For Autograph's project Care | Contagion | Community — Self & Other, we commissioned ten UK-based visual artists to create new bodies of work in response to the wider context of the global pandemic. We then invited ten writers – each paired with one of the artists – to produce a short reflective essay contextualising these new artworks made.
For his artist commission Blind, but I can See (2020), Othello De'Souza-Hartley used film, photography and painting to reflect on absence and presence, the loss of his father, and his search for stillness in the everyday.
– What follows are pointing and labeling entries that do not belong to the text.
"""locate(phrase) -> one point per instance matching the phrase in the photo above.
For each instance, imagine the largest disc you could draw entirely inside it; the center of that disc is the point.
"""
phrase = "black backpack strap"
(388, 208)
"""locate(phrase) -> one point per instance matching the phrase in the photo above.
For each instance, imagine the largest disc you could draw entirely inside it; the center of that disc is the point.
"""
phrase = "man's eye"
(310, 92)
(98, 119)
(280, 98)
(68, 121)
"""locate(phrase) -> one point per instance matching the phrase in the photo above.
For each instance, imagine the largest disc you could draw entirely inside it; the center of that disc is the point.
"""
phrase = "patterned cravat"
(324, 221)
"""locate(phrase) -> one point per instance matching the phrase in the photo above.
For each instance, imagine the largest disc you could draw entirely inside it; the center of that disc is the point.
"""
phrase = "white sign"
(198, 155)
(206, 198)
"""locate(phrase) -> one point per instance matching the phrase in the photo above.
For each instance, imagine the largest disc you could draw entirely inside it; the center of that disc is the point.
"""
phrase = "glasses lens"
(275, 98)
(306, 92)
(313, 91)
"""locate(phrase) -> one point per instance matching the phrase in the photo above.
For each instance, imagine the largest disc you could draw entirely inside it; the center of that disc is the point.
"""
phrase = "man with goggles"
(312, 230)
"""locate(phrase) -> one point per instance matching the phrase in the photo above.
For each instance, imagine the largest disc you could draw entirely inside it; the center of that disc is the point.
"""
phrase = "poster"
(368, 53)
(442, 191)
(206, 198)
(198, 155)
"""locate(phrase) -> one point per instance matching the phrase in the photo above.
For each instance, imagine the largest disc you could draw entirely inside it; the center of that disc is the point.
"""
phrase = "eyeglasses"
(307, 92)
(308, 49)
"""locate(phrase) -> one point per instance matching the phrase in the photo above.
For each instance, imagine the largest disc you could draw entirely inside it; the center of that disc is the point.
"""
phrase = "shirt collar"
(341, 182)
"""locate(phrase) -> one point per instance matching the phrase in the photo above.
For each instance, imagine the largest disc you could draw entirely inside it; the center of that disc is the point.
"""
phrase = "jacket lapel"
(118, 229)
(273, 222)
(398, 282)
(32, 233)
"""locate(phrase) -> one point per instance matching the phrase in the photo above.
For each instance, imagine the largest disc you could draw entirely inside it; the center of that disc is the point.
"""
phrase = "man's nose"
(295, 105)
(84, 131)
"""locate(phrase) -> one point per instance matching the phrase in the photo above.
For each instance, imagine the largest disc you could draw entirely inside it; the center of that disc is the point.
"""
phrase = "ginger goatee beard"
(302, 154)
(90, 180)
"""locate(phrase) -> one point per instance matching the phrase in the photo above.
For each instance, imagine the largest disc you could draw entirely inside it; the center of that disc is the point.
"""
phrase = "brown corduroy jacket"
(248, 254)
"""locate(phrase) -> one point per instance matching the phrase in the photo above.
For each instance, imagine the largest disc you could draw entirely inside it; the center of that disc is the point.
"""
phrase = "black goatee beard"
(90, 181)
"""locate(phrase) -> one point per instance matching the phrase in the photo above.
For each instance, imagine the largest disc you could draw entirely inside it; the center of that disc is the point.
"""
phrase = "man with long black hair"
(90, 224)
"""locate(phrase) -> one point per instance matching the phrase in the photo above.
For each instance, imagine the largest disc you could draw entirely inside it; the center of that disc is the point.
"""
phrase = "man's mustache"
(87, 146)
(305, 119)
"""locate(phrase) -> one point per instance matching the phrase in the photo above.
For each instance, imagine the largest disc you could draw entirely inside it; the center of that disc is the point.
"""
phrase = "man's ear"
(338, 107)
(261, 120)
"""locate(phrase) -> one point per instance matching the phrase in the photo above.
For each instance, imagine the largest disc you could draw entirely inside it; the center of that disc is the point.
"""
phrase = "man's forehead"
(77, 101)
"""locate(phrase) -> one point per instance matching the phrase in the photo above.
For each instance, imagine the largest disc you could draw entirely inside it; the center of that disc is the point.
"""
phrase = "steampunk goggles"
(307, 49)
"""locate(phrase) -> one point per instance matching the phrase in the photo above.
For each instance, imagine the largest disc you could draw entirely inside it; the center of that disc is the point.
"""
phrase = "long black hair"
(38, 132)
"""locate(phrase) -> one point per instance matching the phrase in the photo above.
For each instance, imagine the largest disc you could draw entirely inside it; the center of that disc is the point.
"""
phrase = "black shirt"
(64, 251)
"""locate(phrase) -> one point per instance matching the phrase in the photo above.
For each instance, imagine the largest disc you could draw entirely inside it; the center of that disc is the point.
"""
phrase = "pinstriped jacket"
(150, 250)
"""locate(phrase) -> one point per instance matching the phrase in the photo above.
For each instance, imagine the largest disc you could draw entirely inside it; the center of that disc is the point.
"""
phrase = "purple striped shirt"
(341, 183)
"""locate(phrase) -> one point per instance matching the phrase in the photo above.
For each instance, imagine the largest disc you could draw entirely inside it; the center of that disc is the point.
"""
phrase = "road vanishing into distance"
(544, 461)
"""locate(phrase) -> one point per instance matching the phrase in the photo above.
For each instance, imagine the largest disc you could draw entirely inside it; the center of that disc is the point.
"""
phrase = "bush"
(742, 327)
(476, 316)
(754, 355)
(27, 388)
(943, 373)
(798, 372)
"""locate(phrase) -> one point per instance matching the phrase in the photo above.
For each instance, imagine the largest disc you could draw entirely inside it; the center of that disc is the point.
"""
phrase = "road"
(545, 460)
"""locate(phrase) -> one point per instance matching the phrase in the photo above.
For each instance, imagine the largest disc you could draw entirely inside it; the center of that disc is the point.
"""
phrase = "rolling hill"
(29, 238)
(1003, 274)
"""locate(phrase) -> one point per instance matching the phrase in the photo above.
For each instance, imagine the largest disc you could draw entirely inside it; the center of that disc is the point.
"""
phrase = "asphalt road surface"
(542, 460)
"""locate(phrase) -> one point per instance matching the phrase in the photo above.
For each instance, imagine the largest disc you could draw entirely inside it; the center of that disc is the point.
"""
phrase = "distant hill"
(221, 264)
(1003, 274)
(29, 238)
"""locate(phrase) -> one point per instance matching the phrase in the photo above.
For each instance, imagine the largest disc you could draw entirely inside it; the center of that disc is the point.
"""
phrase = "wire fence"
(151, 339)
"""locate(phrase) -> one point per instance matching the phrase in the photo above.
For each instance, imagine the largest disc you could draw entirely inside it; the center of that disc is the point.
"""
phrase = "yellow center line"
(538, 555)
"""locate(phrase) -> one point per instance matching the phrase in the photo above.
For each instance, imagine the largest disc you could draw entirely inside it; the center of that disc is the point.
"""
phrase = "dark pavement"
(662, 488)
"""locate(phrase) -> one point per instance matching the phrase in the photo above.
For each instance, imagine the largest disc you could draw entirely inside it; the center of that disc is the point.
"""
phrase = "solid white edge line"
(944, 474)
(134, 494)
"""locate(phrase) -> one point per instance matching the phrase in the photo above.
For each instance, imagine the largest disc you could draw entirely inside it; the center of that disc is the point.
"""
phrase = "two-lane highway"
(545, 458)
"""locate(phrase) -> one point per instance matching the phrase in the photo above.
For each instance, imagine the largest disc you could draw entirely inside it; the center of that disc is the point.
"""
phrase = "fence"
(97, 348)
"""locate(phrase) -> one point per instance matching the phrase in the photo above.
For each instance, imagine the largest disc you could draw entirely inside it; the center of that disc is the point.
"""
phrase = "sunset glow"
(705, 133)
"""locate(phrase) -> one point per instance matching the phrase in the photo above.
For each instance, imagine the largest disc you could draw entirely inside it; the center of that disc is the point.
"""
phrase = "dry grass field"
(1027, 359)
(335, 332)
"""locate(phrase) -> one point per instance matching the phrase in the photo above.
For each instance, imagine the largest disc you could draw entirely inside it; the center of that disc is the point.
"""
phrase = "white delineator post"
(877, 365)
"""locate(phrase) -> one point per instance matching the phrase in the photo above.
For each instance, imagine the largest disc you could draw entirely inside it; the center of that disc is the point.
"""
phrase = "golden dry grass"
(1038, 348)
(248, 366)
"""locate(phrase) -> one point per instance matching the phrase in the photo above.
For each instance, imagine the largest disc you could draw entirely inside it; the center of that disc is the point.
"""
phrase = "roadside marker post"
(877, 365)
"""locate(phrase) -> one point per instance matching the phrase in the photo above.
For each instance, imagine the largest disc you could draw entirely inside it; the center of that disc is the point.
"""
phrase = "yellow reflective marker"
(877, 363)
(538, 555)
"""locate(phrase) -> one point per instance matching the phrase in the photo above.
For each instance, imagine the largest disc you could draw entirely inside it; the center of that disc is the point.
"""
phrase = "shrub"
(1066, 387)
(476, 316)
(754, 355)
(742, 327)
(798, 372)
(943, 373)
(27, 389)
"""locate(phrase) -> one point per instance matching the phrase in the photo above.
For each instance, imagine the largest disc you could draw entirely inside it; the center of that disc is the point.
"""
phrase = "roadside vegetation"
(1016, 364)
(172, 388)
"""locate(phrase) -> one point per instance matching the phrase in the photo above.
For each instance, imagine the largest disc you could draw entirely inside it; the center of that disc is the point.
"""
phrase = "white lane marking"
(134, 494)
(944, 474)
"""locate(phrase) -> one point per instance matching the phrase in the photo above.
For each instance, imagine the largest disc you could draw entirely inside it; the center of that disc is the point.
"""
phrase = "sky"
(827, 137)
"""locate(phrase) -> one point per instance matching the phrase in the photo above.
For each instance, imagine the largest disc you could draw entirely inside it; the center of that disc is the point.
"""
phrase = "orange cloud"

Below, Raymond Antrobus considers ideas around loss, and how time and grief intersect, both in De’Souza-Hartley's work, and his own experiences.
The white crumpled bed, the hat, the light, the book and the long brown legs. The most present thing in photographs like these is the absence. Reflecting on the still and moving images in Othello De’Souza-Hartley’s new series entitled Blind, but I can See the gaze is fixed on the green shadowy leaves in the wind. I find myself drawn to an invisible element here. Time. How we experience time is subjective. While watching the film, do you feel serene, calm, patient, accepting or something else?
We know that grief changes your sense of time, but it also changes your sense of seeing. I lost my father five years ago. At this point my relationship with grief has changed shape. Longing for your dead, your eyes fill them into empty chairs and beds and garden paths like the ones captured in Othello De’Souza-Hartley’s still lifes, moving image works and self-portraits made for Autograph’s Care | Contagion | Community – Self & Other artist commissions. I see the bed, the chair, the window, the book – and each of these objects becomes an invitation to contemplate or dream.
I occasionally dream of my father and I emerge from those dreams more grounded because I would wake thinking he was still with me, then I would be reminded that he is gone, transitioned into another realm. I write about my father often. Below is the first poem I wrote the week he died.
It is not him walking
up the road in that green,
but you follow his oak face
into the garden where his voice
is still slowly growing spaces
too wide without him.
The air is not his blue coat,
His coat is dust and wood smoke.
Hold your tremble
The man walking the road Is not
What is different about the shape of this grief is that the pandemic (although unstated) is reflected in De’Souza-Hartley’s images. Millions of people around the world are currently grieving a loved one lost to Covid-19. Funerals are now taking place online and so are therapy sessions. Mourners are left with trying to re-strategise their own counselling. These images enable us to connect with our own loss and may be comforting to those seeking solace, or a place to reflect, process and listen to yourself in the world and away from it. Because the images are quiet, the doors are closed, the curtains are open, the garden is fenced, an intimacy is created. Despite the ‘emptiness’ of the spaces, there is a ‘lived in’ quality to the images, a setting that is lonesome but not lonely.
As my father died years ago, I was able to speak in a church filled with people that knew and loved him; I was held by my family and close friends while his casket was being lowered, and that feels like such a privilege now.
Yet, I do not feel these images are dwelling on that, there is no sense of pity here, despite the atmospheric isolation: the wind in the tree, the green plants reaching towards the sky, the faceless body on the bed turned to the wall, the contrasts of overexposed and underexposed (indoor and outdoor) light. The power of these images to me is the sense that we can privately comfort ourselves if we practise being still with our grief, and that kind of solitude may bring us closer to our humanity if we find lighter ways to hold what weighs us down.
Below is the second poem I wrote the week I lost my father; I wrote it after playing one of his records before leaving his empty house for the last time. I think it speaks with and to the grief that is captured so viscerally by the artist’s eye.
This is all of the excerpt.